Partnerships and leveraging resources have helped the county and its cities to grow.
“We’ve got multiple examples of that. The bridges on Glenn Lakes in Missouri City are a partnership between us and the City of Missouri City,” he said. “The University of Houston library is a partnership. … If you walk into that library you don’t see anything that indicates it’s anything but a county library. But two of the employees are paid for by the University of Houston and Wharton County Junior College.”
Last year the county partnered with the Gulf Coast Water Authority to clear and dredge part of Oyster Creek.
“It hadn’t been dredged in over 50 years,” Patterson said, noting several other examples of partnerships.
He is also proud of the fiscal responsibility the county has shown during his tenure.
“We reduced tax rate by 26 percent since I came into office,” he said. “A part of that, I would have to give credit that we have the most wonderful budget officer in Pam Gubbels in the world.”
“We’ve passed four mobility bond issues. We’ve never passed a mobility bond issue prior to 2000,” Patterson added. “We’ve passed four of those and every one of those started with a wish list and have got down to a need list. They’ve all been highly successful in passing.”
One part of the transportation piece is currently under construction in Rosenberg. The $21 million transit center began construction this year and will centralize and expand service that is now spread among three centers.
“That’s a biggie as far as I’m concerned. That’s huge,” he said.
Another thing he is proud of is his reputation on the court.

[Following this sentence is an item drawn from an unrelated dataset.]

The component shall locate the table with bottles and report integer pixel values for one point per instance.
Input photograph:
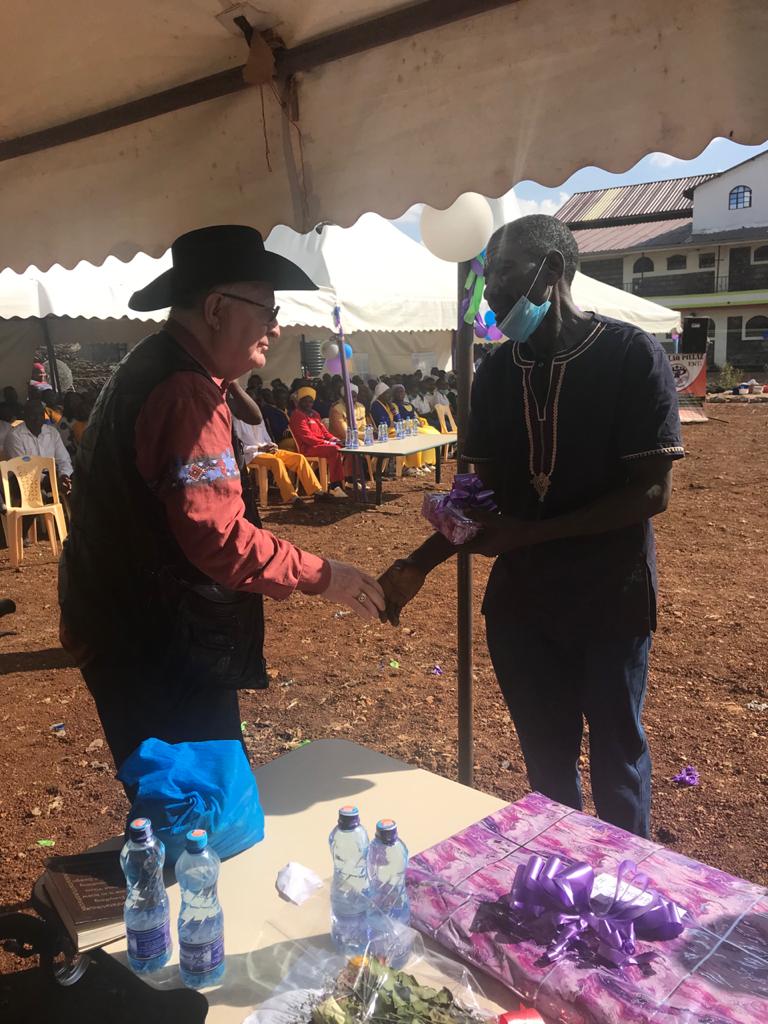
(380, 446)
(301, 794)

He said he was always viewed as a mediator and was respected for his listening and reasoning skills.
Although he is no longer in office, Patterson plans to remain involved in charity work.
“I’m still going to do the charity auctions,” he said. “I’m still going to be out there supporting any kind of program that makes a difference for kids.”
He helped start Achieve Fort Bend to help reduce dropout rates in the public schools. “Achieve Fort Bend, that needs to continue,” he said.
He also started the Buyers Group, an organization that does second bids for children’s animals at the Fort Bend County Fair. He also wants to stay involved on the board of Behind the Badge.
When asked if he had any parting words, Patterson hesitated.
“I don’t want to give parting words. I want to be able to say my wife and I, we’re going to be right here and continue … to try and make a positive difference in the community. I am not running for any office,” he said. “There’s plenty of opportunity for me to be a positive influence in some way.”